ViT is an innovative deep learning model that applies the transformer structure to image processing. Transformers are effective primarily in natural language processing, but ViT applies transformers to computer vision [30]. ViT does not process images based on a traditional CNN; instead, it processes image data in patches and inputs them into the transformer model [31]. Figure 3 shows the ViT architecture. Specifically, ViT works in the following steps.

First, with patch embedding, an input image X is divided into patches of fixed size. For example, an image of size 224 × 224 is divided into 16 × 16 patches, resulting in a total of 196 patches. For each patch, an embedding vector is generated, and the length of this vector is determined by the patch and image sizes. Second, since the transformer cannot handle order, positional encoding is added to provide position information for each patch. This encoding indicates the location of a patch in the image, allowing the model to learn spatial information. Third, the transformer model processes the input patches through a transformer block consisting of multiple self-attention and feedforward neural networks. The self-attention mechanism is used to learn how each patch is related to the others, and it allows the model to learn not only local information in the image but also global information. Fourth, class tokens are added to the model input as vectors that encapsulate the full information of the image for later classification. This class token is finally output from the transformer block, which is then connected to the MLP head to perform downstream tasks such as image classification. In the final output, the vector corresponding to the class token is used as important information for the classification task. Finally, the vector corresponding to the class token in the final output of the transformer block with the MLP head is used for downstream tasks such as image classification. This vector is connected to the MLP to perform the final classification task [32,33,34].

ViT has the advantage that it is more globally interactive than traditional CNN-based models; while CNNs use filters to extract features by considering only localized regions, ViT learns interactions between patches throughout the image via a self-attention mechanism.
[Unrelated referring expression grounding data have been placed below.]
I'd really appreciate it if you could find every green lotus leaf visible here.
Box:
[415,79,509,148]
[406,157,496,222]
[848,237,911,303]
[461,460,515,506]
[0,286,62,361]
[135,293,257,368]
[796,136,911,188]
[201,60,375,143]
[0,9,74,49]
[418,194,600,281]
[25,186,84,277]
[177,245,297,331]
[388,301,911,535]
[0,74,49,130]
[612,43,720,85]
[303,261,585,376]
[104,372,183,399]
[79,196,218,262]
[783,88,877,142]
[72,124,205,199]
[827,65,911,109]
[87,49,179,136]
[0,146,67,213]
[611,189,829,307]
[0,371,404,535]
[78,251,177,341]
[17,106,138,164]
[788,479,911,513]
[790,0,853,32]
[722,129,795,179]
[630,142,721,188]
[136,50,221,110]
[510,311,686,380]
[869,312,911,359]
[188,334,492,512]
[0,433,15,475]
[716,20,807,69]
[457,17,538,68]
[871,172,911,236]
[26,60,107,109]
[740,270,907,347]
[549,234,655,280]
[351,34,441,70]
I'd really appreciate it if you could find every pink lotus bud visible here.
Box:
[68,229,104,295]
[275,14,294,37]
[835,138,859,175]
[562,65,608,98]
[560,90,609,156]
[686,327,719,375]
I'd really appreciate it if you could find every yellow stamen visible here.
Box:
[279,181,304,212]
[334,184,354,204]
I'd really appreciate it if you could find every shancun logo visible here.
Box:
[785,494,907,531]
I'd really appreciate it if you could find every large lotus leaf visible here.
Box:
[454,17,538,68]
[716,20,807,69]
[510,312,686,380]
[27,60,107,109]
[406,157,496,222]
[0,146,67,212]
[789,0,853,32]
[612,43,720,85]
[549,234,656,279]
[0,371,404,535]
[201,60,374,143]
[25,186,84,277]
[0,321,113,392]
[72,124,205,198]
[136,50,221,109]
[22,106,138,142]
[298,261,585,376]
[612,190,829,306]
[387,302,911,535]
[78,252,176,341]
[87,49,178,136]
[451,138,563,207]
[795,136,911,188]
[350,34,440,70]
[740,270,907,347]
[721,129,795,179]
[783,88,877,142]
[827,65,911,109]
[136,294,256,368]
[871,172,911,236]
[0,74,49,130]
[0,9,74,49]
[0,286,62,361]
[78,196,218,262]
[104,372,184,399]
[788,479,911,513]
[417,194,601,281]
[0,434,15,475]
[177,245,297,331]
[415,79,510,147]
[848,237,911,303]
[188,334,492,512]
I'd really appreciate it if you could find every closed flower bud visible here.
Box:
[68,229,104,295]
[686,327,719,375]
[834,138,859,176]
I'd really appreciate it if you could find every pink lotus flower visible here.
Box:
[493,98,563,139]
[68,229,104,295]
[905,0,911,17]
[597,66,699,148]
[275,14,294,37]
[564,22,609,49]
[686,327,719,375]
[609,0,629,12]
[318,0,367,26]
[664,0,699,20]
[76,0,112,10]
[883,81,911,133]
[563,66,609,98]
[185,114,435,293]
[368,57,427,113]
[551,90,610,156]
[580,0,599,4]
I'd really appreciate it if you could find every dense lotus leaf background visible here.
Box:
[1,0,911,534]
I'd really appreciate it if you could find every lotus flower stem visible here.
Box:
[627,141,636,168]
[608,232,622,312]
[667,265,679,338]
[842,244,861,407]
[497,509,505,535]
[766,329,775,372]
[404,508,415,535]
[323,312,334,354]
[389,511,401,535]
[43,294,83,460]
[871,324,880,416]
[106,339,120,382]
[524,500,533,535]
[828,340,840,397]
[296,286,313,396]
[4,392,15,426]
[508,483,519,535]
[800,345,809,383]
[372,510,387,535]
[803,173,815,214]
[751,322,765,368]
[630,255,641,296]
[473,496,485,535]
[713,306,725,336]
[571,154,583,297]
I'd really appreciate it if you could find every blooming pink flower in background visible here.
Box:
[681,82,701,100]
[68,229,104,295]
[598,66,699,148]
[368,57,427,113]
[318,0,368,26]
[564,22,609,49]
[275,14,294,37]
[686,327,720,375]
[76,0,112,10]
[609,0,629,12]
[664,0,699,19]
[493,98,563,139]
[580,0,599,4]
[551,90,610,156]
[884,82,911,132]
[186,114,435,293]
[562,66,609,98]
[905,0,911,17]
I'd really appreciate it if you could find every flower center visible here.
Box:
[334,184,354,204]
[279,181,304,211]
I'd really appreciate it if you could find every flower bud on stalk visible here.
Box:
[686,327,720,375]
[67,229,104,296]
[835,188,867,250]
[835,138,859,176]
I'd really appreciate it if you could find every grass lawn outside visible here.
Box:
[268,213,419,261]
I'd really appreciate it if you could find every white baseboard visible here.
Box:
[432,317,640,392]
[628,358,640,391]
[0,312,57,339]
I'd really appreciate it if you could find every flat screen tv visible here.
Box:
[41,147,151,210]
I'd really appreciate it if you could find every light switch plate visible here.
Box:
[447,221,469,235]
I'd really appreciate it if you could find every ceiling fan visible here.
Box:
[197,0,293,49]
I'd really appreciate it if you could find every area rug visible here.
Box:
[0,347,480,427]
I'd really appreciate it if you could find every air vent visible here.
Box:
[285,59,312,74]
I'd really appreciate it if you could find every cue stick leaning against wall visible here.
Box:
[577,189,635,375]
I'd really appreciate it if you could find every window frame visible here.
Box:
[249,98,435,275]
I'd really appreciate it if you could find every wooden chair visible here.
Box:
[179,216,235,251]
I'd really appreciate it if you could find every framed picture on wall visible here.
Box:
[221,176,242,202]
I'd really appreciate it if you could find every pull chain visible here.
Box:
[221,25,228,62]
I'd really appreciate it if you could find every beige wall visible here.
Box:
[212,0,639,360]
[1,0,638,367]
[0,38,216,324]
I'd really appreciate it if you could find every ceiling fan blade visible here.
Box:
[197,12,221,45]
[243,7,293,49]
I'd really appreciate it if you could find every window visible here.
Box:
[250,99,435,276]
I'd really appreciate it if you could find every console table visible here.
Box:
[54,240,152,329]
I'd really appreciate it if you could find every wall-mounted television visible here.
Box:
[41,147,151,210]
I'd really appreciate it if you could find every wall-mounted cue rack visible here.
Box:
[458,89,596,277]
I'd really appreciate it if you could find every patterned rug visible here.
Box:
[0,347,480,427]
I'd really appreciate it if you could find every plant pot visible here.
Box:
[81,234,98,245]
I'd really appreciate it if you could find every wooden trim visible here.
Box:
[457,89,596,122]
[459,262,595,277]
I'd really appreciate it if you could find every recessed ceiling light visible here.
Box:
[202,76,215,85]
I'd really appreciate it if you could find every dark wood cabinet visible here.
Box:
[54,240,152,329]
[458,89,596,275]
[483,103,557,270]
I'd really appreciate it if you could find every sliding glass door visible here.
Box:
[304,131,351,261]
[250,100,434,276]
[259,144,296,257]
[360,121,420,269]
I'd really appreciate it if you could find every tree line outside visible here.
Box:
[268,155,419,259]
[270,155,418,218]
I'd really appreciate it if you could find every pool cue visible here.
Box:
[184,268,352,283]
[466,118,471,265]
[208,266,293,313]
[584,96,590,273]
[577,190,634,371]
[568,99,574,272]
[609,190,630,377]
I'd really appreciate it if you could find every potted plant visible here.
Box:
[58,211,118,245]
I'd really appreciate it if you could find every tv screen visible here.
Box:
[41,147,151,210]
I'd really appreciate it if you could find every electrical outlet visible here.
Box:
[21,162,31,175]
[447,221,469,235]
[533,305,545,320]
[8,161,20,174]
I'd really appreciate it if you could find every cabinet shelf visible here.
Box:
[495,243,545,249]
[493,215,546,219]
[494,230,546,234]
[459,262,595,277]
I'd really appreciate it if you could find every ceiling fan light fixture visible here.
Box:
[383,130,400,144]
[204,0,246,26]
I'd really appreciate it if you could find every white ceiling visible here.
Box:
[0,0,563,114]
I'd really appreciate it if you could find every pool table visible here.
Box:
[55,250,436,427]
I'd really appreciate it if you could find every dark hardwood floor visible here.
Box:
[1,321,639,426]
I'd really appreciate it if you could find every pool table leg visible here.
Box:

ViT is particularly powerful on very large datasets. With large training datasets, it can outperform a CNN and can be easily adapted to a variety of image-processing tasks with pretraining and fine-tuning. Furthermore, it has a relatively simple architecture that can process images using only iterations of transformer blocks—this ability is advantageous for model design and scaling [17]. CNNs perform well on relatively small datasets, while ViT suffers from poor generalization performance when the data are insufficient. To compensate for this, data augmentation techniques or pretraining may be required. Because of the nature of the transformer model, ViT is computationally expensive and requires longer training time than CNNs, and it has to deal with long input sequences, resulting in high memory consumption and computational complexity [35].

2.4. FL

FL was first proposed by Google. FL is a distributed learning method that does not send the data of each user to a centralized server; instead, it trains on the local device and shares only the results with the server. While the existing centralized learning model gathers data in one place to train a model, FL performs training with the data distributed across devices or on the local server. This protects data privacy, and the central server only integrates model updates from individual devices to learn a global model [9,36].

Figure 4 shows the structure and operation of FL. The FL process starts with the central server distributing the initial model to individual devices. Each device then trains the model using its local data and sends the trained results to the central server. The central server aggregates this information to create a new global model, which is then distributed back to the devices, and the process is repeated. During this process, the client’s data are never sent to the server; only model updates are sent back and forth, minimizing the risk of data leakage [37]. FL has three main features. First, local devices train models using their own data, so the data never leave the device. Second, a central server integrates model updates from all devices to create a new global model and redistributes this model to the devices. Third, the communication between the devices and the server only involves model updates, and various protocols are required for efficient communication [38].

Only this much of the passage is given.